Patient safety: Help prevent medical errors by taking an active role in your care
The most important item in your wallet could be that little card on which you note the medications you're taking, your allergies and your surgical history.
Or not. Most people don't carry a comprehensive list, which could help save their lives in a medical emergency, says Dr. Quinn Weber, a physician in Pioneer Valley Hospital's emergency department.
The Institute of Medicine has recently turned a harsh spotlight on the question of medical errors and patient safety, from drug interactions and allergies to wrong-site surgery. It has issued reports spanning several years documenting hundreds of thousands of illnesses, injuries and deaths that it deems "preventable." But one key player in keeping patients safe, over which the health-care system has no control, say medical experts, is the patient himself.
"The single most important way you can help to prevent errors is to be an active member of your health-care team," says a guide by the American Academy of Family Physicians. "That means taking part in every decision about your health care. Research shows that patients who are more involved with their care tend to get better results."
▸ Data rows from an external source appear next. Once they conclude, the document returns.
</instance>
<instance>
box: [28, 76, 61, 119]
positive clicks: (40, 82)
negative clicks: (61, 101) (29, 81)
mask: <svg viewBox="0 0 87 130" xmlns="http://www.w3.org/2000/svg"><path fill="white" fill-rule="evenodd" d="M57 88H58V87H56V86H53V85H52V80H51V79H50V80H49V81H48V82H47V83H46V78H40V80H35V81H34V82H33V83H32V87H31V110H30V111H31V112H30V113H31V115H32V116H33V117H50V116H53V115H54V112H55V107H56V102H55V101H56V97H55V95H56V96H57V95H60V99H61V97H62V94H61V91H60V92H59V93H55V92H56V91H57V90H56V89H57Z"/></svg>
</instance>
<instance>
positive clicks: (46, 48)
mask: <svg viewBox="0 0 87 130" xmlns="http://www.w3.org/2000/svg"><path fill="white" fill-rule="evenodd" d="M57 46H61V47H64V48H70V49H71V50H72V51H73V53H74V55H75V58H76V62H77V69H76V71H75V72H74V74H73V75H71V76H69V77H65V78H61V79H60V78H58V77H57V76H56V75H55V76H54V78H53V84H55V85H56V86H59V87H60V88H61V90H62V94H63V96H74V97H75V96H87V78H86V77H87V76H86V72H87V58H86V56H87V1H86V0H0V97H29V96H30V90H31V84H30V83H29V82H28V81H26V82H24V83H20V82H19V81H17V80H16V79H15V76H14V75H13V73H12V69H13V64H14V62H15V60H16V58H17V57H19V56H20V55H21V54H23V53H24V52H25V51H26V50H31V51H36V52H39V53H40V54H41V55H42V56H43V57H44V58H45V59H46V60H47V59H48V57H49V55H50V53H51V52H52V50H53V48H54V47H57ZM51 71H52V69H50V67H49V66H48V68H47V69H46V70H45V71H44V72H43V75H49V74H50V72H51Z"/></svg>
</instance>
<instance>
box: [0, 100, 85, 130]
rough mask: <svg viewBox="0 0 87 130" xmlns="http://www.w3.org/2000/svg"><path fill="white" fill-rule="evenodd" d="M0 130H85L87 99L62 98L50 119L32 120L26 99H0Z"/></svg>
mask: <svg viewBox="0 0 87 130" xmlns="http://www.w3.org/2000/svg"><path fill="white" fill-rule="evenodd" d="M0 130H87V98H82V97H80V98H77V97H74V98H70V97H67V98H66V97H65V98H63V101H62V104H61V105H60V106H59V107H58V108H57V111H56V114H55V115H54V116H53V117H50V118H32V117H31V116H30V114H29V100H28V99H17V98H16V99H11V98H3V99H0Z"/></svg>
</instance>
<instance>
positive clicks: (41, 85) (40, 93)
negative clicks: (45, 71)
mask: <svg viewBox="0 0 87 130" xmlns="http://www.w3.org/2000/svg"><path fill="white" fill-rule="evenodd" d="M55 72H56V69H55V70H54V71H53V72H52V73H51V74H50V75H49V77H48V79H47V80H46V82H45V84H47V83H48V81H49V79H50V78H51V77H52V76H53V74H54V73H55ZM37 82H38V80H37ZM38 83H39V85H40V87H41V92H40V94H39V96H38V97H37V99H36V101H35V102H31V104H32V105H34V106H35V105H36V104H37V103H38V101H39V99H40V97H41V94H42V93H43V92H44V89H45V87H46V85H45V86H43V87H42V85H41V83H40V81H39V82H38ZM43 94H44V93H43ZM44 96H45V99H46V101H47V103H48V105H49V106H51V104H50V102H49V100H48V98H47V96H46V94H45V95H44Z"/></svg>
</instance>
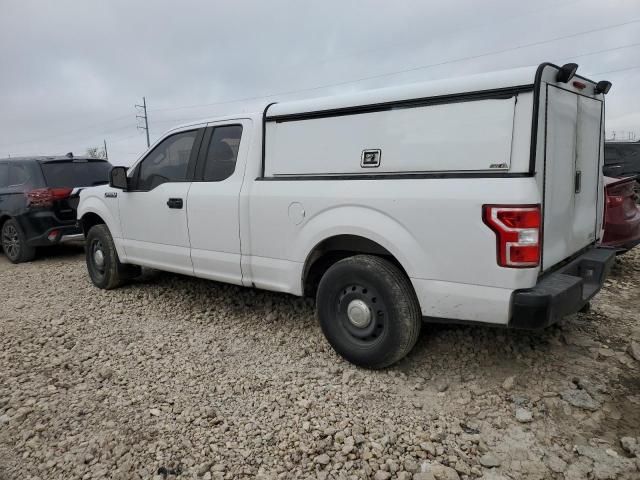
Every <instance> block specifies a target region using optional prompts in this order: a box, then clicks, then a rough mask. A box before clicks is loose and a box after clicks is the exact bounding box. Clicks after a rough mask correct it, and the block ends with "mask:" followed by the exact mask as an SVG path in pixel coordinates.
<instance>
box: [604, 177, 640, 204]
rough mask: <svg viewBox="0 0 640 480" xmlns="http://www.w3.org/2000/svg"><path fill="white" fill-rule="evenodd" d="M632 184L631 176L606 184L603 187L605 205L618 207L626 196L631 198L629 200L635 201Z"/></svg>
mask: <svg viewBox="0 0 640 480" xmlns="http://www.w3.org/2000/svg"><path fill="white" fill-rule="evenodd" d="M634 184H635V180H634V179H632V178H631V179H625V180H622V181H619V182H615V183H610V184H609V185H607V186H606V187H605V191H606V194H607V207H619V206H620V205H622V204H623V203H624V201H625V199H627V198H628V199H631V202H635V193H634V191H633V186H634Z"/></svg>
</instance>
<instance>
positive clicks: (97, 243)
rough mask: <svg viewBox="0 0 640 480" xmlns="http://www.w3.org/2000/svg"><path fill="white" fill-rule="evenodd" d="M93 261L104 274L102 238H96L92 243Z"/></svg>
mask: <svg viewBox="0 0 640 480" xmlns="http://www.w3.org/2000/svg"><path fill="white" fill-rule="evenodd" d="M91 261H92V262H93V266H94V267H96V270H98V273H100V274H104V263H105V258H104V249H103V247H102V242H101V241H100V240H96V241H94V242H93V243H92V244H91Z"/></svg>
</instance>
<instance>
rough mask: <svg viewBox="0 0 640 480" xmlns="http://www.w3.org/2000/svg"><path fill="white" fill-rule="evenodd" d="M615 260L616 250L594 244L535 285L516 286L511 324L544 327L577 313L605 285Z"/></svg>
mask: <svg viewBox="0 0 640 480" xmlns="http://www.w3.org/2000/svg"><path fill="white" fill-rule="evenodd" d="M614 260H615V251H614V250H611V249H606V248H591V249H589V250H587V251H586V252H585V253H583V254H582V255H580V256H579V257H577V258H576V259H574V260H572V261H571V262H569V263H568V264H567V265H565V266H563V267H562V268H560V269H559V270H556V271H555V272H552V273H550V274H548V275H545V276H543V277H542V278H541V279H540V281H538V283H537V284H536V286H535V287H533V288H528V289H525V290H516V291H515V292H514V293H513V297H512V304H511V320H510V322H509V327H512V328H524V329H538V328H544V327H546V326H548V325H551V324H553V323H556V322H557V321H558V320H560V319H561V318H562V317H564V316H566V315H569V314H571V313H576V312H577V311H579V310H580V309H581V308H582V307H584V306H585V304H586V303H587V302H588V301H589V300H590V299H591V298H592V297H593V296H594V295H595V294H596V293H598V291H599V290H600V289H601V288H602V285H603V284H604V281H605V280H606V278H607V275H608V274H609V271H610V270H611V266H612V265H613V262H614Z"/></svg>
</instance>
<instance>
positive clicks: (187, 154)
mask: <svg viewBox="0 0 640 480" xmlns="http://www.w3.org/2000/svg"><path fill="white" fill-rule="evenodd" d="M196 136H197V130H191V131H188V132H180V133H176V134H175V135H171V136H170V137H167V138H166V139H164V140H163V141H162V142H161V143H160V144H158V146H157V147H156V148H154V149H153V150H152V151H151V153H149V154H148V155H147V156H146V157H145V159H144V160H142V162H141V163H140V166H139V167H138V168H139V170H138V173H137V176H138V179H137V182H136V190H152V189H154V188H155V187H157V186H158V185H162V184H163V183H167V182H184V181H185V180H186V179H187V167H188V166H189V158H190V157H191V150H192V148H193V144H194V142H195V139H196Z"/></svg>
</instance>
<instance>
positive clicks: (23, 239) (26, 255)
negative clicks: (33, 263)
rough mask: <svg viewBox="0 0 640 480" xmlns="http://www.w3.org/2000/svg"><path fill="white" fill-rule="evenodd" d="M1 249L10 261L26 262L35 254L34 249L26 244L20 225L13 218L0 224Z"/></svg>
mask: <svg viewBox="0 0 640 480" xmlns="http://www.w3.org/2000/svg"><path fill="white" fill-rule="evenodd" d="M0 236H1V237H2V250H3V251H4V254H5V255H6V256H7V258H8V259H9V261H10V262H11V263H22V262H28V261H31V260H33V259H34V257H35V256H36V249H35V248H33V247H31V246H29V245H27V239H26V238H25V236H24V232H23V231H22V230H21V229H20V225H18V222H16V221H15V220H13V219H10V220H7V221H6V222H4V224H3V225H2V233H1V235H0Z"/></svg>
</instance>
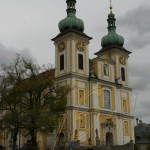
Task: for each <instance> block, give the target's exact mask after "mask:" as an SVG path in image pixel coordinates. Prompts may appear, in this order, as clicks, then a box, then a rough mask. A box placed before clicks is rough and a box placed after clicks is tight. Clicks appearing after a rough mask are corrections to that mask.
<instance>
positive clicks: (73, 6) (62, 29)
mask: <svg viewBox="0 0 150 150" xmlns="http://www.w3.org/2000/svg"><path fill="white" fill-rule="evenodd" d="M66 3H67V10H66V11H67V17H66V18H65V19H63V20H61V21H60V22H59V24H58V26H59V30H60V32H64V31H66V30H69V29H74V30H77V31H79V32H83V31H84V22H83V21H82V20H81V19H78V18H77V17H76V9H75V4H76V0H67V1H66Z"/></svg>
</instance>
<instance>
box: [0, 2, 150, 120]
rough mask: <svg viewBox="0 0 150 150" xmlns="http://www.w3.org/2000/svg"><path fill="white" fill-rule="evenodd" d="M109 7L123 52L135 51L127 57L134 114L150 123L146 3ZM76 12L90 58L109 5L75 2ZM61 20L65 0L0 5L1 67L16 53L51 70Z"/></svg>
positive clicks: (140, 3) (92, 3)
mask: <svg viewBox="0 0 150 150" xmlns="http://www.w3.org/2000/svg"><path fill="white" fill-rule="evenodd" d="M112 4H113V13H115V15H116V19H117V22H116V24H117V33H118V34H120V35H122V36H124V38H125V45H124V47H125V48H126V49H128V50H129V51H131V52H133V53H132V54H131V56H130V58H129V66H130V68H129V69H130V85H131V87H132V88H133V92H132V93H133V94H132V112H133V113H134V115H135V117H139V118H140V119H142V120H143V122H147V123H149V122H150V111H149V109H150V17H149V15H150V1H149V0H112ZM76 9H77V14H76V16H77V17H78V18H80V19H82V20H83V21H84V25H85V31H84V32H85V33H86V34H87V35H89V36H91V37H93V40H91V42H90V58H93V57H95V56H94V55H93V54H94V53H95V52H97V51H98V50H99V49H100V48H101V38H102V37H103V36H104V35H106V33H107V15H108V13H109V0H77V4H76ZM65 17H66V2H65V0H0V64H2V63H7V64H8V63H9V62H10V61H12V59H13V58H14V56H15V54H16V53H22V55H23V56H26V57H31V58H32V59H34V60H36V61H37V62H38V63H39V64H40V65H42V64H49V63H50V64H53V65H54V55H55V52H54V44H53V42H52V41H51V39H52V38H54V37H55V36H56V35H57V34H58V33H59V29H58V22H59V21H60V20H61V19H63V18H65ZM135 100H136V101H135ZM134 106H135V107H134Z"/></svg>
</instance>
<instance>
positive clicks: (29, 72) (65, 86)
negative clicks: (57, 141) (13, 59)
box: [0, 55, 70, 148]
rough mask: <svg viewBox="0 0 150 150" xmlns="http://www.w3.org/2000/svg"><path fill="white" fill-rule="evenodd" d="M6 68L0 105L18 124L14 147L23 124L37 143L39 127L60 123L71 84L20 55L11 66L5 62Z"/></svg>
mask: <svg viewBox="0 0 150 150" xmlns="http://www.w3.org/2000/svg"><path fill="white" fill-rule="evenodd" d="M2 70H3V80H2V81H1V86H0V94H1V102H0V107H1V110H5V111H6V112H7V113H5V115H4V117H3V118H2V121H3V122H5V124H8V125H13V126H14V128H15V130H14V131H15V132H14V137H13V148H15V144H16V141H17V134H18V131H19V128H26V129H27V130H28V131H29V133H30V135H31V142H32V144H33V145H36V144H37V143H36V131H37V130H39V129H40V128H41V127H46V126H48V127H54V126H57V125H58V120H59V117H60V114H62V113H63V112H64V111H65V110H66V105H67V94H68V93H69V91H70V88H69V87H68V86H66V85H65V86H60V85H59V84H55V83H54V80H53V79H52V78H51V77H50V76H48V72H49V70H44V71H42V72H41V67H39V66H38V65H36V64H34V63H33V62H32V61H31V60H27V59H24V58H21V57H20V56H19V55H17V57H16V59H15V60H14V62H13V63H11V64H10V65H9V66H6V65H3V66H2ZM13 118H14V119H13Z"/></svg>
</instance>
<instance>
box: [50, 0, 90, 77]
mask: <svg viewBox="0 0 150 150" xmlns="http://www.w3.org/2000/svg"><path fill="white" fill-rule="evenodd" d="M66 3H67V10H66V11H67V17H66V18H65V19H63V20H61V21H60V22H59V25H58V26H59V30H60V34H58V35H57V36H56V37H55V38H54V39H52V40H53V41H54V42H55V67H56V70H55V77H56V78H58V77H61V76H64V75H67V74H68V75H69V74H76V75H81V76H84V77H85V76H86V77H87V76H88V74H89V49H88V44H89V40H90V39H91V37H88V36H87V35H86V34H85V33H84V22H83V21H82V20H81V19H78V18H77V17H76V9H75V4H76V0H67V1H66Z"/></svg>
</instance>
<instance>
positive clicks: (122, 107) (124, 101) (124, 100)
mask: <svg viewBox="0 0 150 150" xmlns="http://www.w3.org/2000/svg"><path fill="white" fill-rule="evenodd" d="M122 108H123V112H127V100H122Z"/></svg>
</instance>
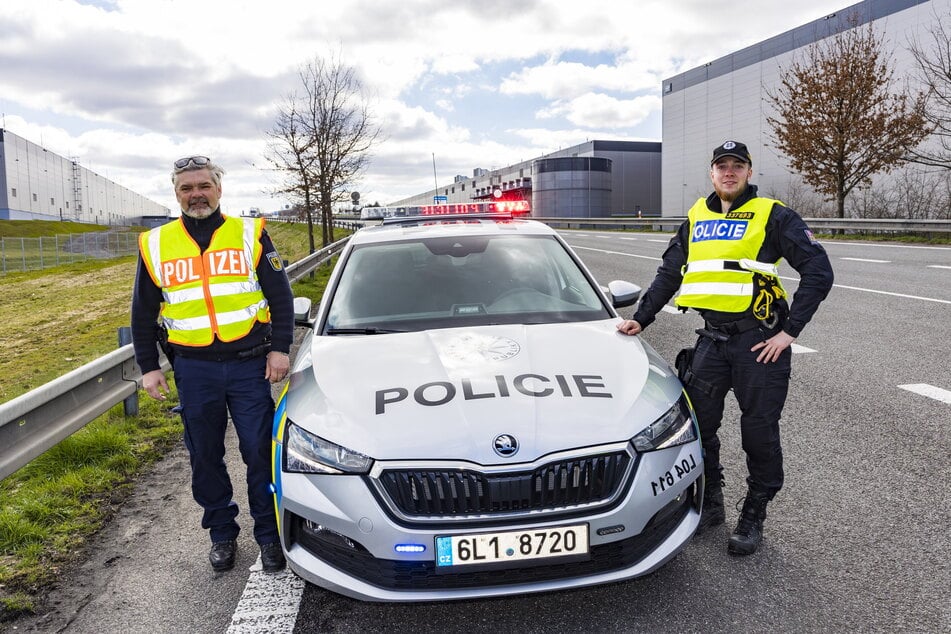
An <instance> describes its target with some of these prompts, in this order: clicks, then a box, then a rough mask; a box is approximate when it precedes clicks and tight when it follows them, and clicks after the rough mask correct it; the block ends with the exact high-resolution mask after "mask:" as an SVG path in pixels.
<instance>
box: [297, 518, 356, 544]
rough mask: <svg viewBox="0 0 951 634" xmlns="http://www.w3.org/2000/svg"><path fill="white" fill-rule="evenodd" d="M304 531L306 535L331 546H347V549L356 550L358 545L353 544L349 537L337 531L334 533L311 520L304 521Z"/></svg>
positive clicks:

The issue of patient safety and preventable error is so compelling that the Institute for Healthcare Improvement has launched a "5 Million Lives" patient-safety campaign to tackle what it estimates is close to 15 million incidents of medical harm that occur in hospitals nationwide each year. They've got the backing of the American Hospital Association, the Centers for Disease Control and Prevention, the Joint Commission and others.
At least 29 Utah hospitals have signed on, focusing on issues such as preventing hospital-acquired infections and ventilator-related pneumonia. But they, too, can't control
an individual's contribution to his own safety, save through education campaigns.
Hospitals and health organizations are identifying things they can do. And they're urging patients to do their part to prevent harm as well, says Mo Mulligan, a registered nurse and attorney who directs performance improvement at University Hospital.
"There's a huge need on the part of individuals to make sure they're making their care as safe as they can, and that's the part that's really hard to get out to the public," she says. "The biggest part is that I, as a patient, should not hand my health care over to somebody else."